Ryuta Kawano
Keywords: Interconnection Networks, Deadlock-free Routing, High Performance Computing
End-to-end network latency has become an important issue for parallel application on large-scale High Performance Computing (HPC) systems. For large parallel applications executed on the next generation of HPC systems, MPI communication latency should be lower than one microsecond. Switch delays (e.g., about 100 nanoseconds in InfiniBand QDR) are typically larger than the wire and flit injection delays, even when including serial and parallel converters. This is why inter-switch topologies should have a low diameter and low average shortest path length, both of which can be measured in terms of a number of switch hops.
In order to cope with this requirement, recently researchers have developed random topologies applicable for inter-switch networks. Compared with the conventional Torus or Fat-tree networks, these topologies can drastically reduce the number of hops and be efficiently applied to HPC systems, data centers, and many-core systems.
These irregular topologies often suffer from their lack of scalability for feasible interconnection networks. Firstly, they tend to increase the total amount of cable length between cabinets and thus to increase the cost. Secondly, the number of table entries consumed on each switch is increased. Thirdly, they increase the time complexity to compute assignment of Virtual Channels (VCs) to the routing paths for deadlock-freedom.
To improve their scalability, my research focuses attention on layout-conscious random topologies that contain randomly connected links with length limitation. These networks achieve drastic reduction of the total cable length with a minimal increase in the number of hops compared with completely random networks.

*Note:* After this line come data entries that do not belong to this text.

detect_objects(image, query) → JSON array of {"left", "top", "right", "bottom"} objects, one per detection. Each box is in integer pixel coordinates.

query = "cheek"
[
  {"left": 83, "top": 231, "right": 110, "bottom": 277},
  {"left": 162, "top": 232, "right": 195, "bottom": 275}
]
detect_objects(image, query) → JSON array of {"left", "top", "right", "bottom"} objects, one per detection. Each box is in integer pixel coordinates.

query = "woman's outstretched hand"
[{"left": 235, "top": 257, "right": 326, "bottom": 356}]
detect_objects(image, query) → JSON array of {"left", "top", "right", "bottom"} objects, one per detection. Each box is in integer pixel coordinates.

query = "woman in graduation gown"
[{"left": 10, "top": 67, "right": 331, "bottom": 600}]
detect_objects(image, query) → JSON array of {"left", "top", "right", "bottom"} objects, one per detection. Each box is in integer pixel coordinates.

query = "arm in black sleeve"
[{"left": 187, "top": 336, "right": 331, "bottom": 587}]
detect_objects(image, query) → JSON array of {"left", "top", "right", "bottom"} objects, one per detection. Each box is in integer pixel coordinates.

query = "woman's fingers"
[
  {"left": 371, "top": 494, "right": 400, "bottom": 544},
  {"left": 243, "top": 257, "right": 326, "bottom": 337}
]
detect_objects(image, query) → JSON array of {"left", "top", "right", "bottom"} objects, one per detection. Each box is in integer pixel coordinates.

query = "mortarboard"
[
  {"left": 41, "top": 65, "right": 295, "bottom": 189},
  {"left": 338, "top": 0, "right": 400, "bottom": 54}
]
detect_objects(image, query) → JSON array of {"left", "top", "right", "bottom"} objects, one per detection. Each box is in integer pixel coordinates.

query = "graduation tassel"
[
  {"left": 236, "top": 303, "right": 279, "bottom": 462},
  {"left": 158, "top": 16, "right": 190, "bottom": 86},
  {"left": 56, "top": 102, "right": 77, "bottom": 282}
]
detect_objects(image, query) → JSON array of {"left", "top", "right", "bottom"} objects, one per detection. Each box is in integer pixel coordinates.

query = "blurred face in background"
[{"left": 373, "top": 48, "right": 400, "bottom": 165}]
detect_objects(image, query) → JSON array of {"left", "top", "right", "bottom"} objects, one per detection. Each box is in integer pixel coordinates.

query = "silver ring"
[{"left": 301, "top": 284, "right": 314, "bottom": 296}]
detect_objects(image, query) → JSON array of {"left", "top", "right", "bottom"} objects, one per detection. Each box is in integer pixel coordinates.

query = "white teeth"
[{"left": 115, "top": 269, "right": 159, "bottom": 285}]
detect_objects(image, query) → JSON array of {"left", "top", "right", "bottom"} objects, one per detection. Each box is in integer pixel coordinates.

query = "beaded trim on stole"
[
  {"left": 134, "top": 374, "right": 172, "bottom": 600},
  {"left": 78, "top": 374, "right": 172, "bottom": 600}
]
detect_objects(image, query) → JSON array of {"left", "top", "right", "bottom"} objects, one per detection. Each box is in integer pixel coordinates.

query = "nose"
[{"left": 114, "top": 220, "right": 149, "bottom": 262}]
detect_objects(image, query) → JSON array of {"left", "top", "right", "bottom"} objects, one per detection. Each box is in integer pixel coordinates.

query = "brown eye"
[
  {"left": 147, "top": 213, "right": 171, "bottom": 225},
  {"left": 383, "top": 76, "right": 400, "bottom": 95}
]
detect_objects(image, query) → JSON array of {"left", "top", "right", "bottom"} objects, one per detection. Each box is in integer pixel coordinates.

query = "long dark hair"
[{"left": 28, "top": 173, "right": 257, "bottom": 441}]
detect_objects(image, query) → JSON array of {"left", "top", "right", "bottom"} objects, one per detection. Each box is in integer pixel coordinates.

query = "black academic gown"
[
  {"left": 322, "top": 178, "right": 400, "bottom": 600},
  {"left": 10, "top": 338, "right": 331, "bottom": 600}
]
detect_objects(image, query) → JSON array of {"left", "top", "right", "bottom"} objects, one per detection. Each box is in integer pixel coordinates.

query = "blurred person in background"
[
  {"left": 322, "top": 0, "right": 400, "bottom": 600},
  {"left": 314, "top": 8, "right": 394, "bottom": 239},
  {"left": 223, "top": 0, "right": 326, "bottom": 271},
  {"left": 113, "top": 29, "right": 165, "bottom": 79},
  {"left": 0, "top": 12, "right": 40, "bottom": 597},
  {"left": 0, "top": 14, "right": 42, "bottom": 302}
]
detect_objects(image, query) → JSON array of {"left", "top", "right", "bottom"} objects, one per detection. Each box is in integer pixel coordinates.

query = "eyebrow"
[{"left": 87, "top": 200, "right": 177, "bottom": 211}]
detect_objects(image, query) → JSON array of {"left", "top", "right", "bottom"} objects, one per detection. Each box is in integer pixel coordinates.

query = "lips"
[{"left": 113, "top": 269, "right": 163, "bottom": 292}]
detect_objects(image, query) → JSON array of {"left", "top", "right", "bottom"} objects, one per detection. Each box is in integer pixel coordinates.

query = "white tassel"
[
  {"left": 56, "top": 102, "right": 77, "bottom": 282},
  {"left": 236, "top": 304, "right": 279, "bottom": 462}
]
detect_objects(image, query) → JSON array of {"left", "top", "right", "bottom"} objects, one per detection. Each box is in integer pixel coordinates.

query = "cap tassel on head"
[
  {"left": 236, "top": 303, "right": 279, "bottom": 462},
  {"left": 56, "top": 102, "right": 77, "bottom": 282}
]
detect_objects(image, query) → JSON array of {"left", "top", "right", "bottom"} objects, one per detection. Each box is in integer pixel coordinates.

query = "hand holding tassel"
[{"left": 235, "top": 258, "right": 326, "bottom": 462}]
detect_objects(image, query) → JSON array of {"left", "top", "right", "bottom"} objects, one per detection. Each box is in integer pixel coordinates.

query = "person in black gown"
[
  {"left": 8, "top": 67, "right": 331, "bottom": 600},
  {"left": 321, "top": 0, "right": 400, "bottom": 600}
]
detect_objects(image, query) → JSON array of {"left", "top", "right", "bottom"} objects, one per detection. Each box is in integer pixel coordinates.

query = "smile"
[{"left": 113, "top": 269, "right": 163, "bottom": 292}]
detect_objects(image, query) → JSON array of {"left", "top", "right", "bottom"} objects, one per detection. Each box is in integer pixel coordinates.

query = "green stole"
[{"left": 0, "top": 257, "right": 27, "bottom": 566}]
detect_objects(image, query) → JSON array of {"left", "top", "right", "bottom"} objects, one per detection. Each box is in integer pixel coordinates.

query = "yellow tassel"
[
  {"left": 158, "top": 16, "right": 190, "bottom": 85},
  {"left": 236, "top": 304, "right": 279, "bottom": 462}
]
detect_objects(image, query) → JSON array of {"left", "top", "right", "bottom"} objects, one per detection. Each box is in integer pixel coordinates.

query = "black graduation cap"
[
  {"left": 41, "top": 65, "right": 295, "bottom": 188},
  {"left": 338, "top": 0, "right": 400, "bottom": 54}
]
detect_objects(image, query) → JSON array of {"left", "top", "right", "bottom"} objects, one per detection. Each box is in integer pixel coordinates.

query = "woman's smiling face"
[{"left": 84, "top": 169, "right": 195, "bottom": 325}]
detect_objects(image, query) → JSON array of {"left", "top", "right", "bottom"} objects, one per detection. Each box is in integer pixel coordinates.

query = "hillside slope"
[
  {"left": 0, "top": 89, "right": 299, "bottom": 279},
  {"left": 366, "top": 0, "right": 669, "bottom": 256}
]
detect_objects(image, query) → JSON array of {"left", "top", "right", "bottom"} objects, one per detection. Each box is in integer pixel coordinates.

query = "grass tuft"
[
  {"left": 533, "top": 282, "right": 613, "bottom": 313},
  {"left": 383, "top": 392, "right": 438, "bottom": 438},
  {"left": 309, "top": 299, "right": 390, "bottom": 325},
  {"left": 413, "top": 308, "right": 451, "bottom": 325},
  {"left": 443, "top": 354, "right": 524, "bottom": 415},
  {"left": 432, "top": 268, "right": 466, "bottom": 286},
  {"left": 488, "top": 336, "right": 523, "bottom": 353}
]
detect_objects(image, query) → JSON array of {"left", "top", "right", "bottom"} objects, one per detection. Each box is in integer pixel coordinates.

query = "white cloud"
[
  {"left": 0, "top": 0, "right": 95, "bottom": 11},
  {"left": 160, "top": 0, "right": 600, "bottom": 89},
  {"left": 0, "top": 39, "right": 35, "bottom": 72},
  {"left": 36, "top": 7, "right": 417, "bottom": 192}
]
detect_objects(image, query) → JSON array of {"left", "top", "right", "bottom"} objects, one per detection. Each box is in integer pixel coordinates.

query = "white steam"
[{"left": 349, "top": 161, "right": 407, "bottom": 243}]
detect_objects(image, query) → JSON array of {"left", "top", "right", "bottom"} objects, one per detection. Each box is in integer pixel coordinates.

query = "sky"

My research aims to explore a scalable routing methodology that can be applied to the layout-conscious random topologies to achieve feasible low-latency interconnection networks with
a scalable routing method for the layout-conscious random topologies, which exploits irregularity and locality in these topologies to achieve both the small number of hops between nodes and small routing table sizes required, and
an advanced method for the VC (Virtual Channel) assignment, which has a small time complexity, yet with the same number of VCs compared with conventional VC assignment methods.
The proposed routing methodology provides the better trade-offs between an achieved network latency and the number of required table entries, which improves scalability and flexibility for implementation.